OR WAIT null SECS
A discussion on how difficulties accepting the drug addiction public health crisis is affecting the rate of care-seeking patients.
Emma McGinty, PhD, MS
The 2020 American Psychiatric Association (APA) Annual Meeting was cancelled this year, with plans made to convert the world-leading psychiatry conference into a two-part virtual session and educational platform for attendees.
In lieu of regular on-site coverage, HCPLive® will be running a series of interviews, insights, and reporting on topics that frequently headline the APA meeting—featuring familiar experts.
A recent study from a team of investigators at Johns Hopkins reported that one-third of primary care physicians did not endorse the use or benefit of opioid use disorder medications versus non-medication procedure.
The study, led by Emma McGinty, PhD, MS, showed a glaring need to increase such endorsement and willingness to prescribe the necessary therapies among physicians. It also highlighted the growing conversation around addiction stigma among care givers.
McGinty and Colleen L. Barry, PhD, recently wrote a perspective for The New England Journal of Medicine on the prevalence of public stigma in addiction care. The pair wrote that the health field can approach addiction stigma the same way by which they would approach other major public health issues: “by building and deploying a strong base of research evidence.”
In the first part of an interview with HCPLive, McGinty discussed stigma addiction, the burden of caregiver stigma on patients, and the cyclical nature of patients seeking to recover from addiction.
HCPLive: What exactly is the role of stigma in addiction? What does it look like? And how does it affect people going through their disease?
McGinty: There's various kinds of stigma, so just for the sake of clarity, I'll be clear that we in this piece are talking about public stigma—which is negative attitudes among the general public or other groups like healthcare providers toward people with addiction. And these negative attitudes are rooted and longstanding views in the US and other cultures as well—but particularly in the US—that addiction is a poor personal choice and a moral failing, as opposed to a treatable health condition.
So, this stigma is really very pervasive and is as high, or by some measures higher, among physicians relative to non-healthcare professionals. It affects everything that we do in often unconscious ways, it makes us less willing to interact with the stigmatized group— which might mean that you don't want that person as a neighbor. If you're a healthcare provider, it might mean you don't want them to ever walk across the threshold of your office, and you're reluctant to treat them.
HCPLive: It's imaginably a huge hurdle for a patient burdened with addiction—who may already struggle with the notion of seeking care due to these stigmas, to actually face stigma from a care provider once they've reached that threshold.
McGinty: It's a huge hurdle, right? People are reluctant to seek care, because they know that there is so much stigma. They are afraid of being stigmatized, or of people finding out that they have an addiction because they went and got treatment—and to then be confronted with sort of negative attitudes among the professionals who are meant to help.
Unfortunately, it's often the ultimate barrier to treatment. People crossed that first hurdle of getting through the door and seeking treatment, but then having a negative experience. And then, that's it for them.
HCPLive: Something that stood out in your piece was the call for addressing stigma through emphasizing what societally causes addiction—instead of individually. When you look at the individual with an addiction, that's when you could look at things that they may have done wrong, in your mind, to allow addiction to occur.
When we look at it from the scope of a public health crisis, it helps people understand that not only is this something difficult for one person to overcome—but for so many who are afflicted.

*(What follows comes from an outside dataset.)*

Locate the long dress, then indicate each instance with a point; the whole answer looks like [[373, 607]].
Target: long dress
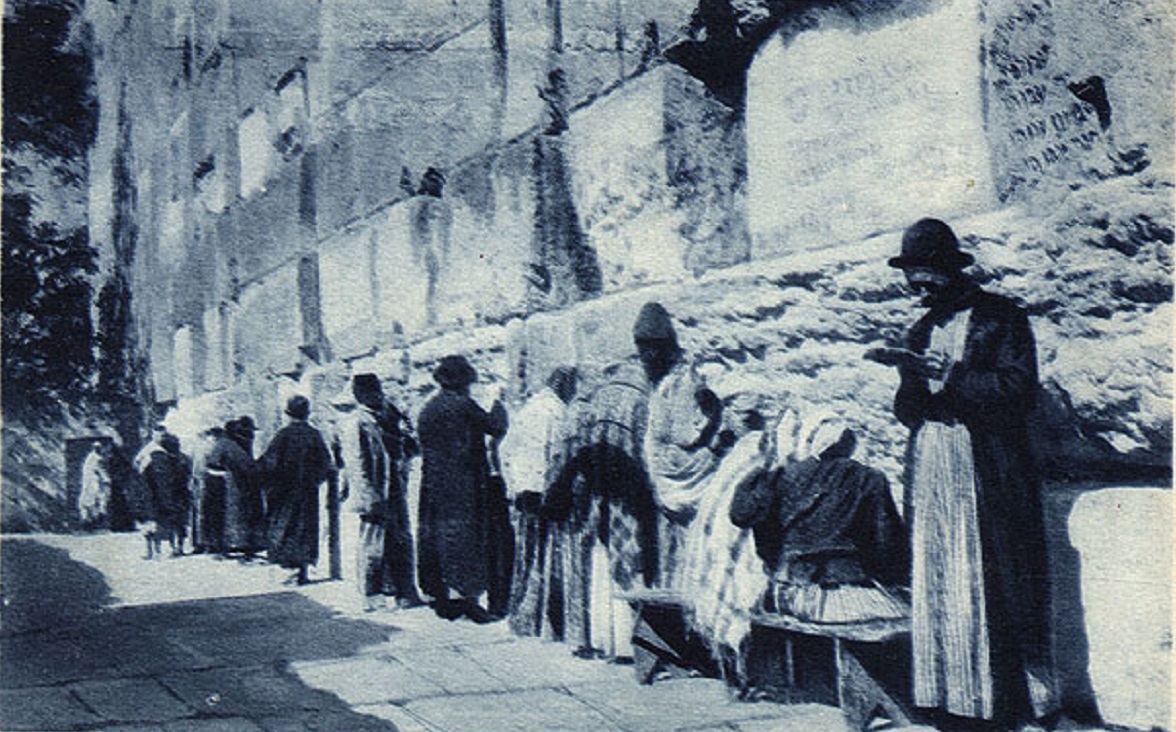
[[980, 592], [680, 464], [453, 527], [294, 466], [232, 500], [95, 490], [167, 476], [376, 499], [532, 454], [605, 496]]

McGinty: I think that's exactly right. There's a large body of research coming out in the fields of communication and social psychology that has illustrated this principle in other contexts—this idea of focusing on the societal factors that are driving a problem, be it poverty, or in this case addiction, as opposed to the individual-level factors, is helpful at reducing stigma. Exactly as you said, it takes the laser focus away from the individual and zooms us out to think about all of the things that are outside of an individual's direct control that might put them at a lot higher risk for developing addiction.

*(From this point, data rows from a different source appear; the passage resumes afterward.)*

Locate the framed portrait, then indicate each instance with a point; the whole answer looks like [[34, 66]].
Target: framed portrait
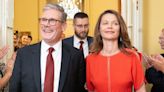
[[71, 7]]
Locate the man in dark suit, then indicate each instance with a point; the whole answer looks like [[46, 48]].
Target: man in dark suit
[[81, 29], [31, 68]]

HCPLive: It seems like a self-perpetuating issue, where stigma is feeding into so many different facets of an addiction patient's livelihood, that they're at a greater risk of not being able to get properly treated and overcome their disease. Is that something that you observe it as: a cyclical issue?
McGinty: You know, I've never thought of it in a cyclical sense, but I do think that that's accurate, in that addressing addiction stigma there are so many incentives to serve hiding one's addiction. And almost all of those incentives are due to stigma. If I tell people that I am experiencing addiction, I might lose my job, or I might not get the apartment that I'm applying for, or my family and friends may no longer want to be close with me.

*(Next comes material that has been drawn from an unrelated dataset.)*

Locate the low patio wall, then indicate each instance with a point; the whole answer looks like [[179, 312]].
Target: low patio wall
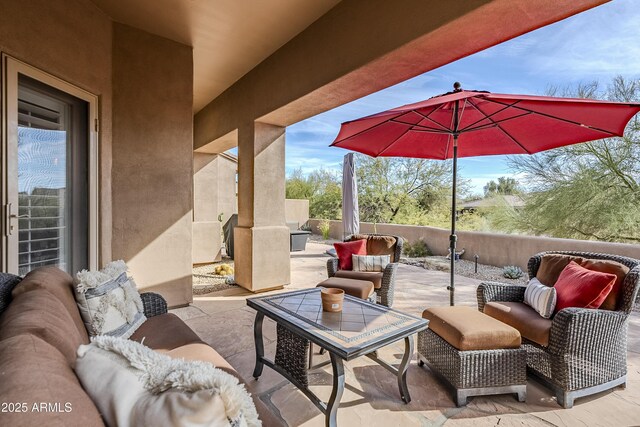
[[492, 248], [296, 211]]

So, there's this big incentive to hide one's addiction—which not only prevents people from seeking treatment and recovering, but it's also cyclical in the sense that we know that one of the really powerful tools to combat stigma is people coming out and telling their stories. That's normalizing it in some sense. It becomes not those demons in some city far away, but your next-door neighbor who you have dinner with every other Sunday who has experienced this problem.
It's very cyclical, in that sense, because stigma prevents people from doing that kind of disclosure. And because people aren't disclosing stigma, it is perpetuated.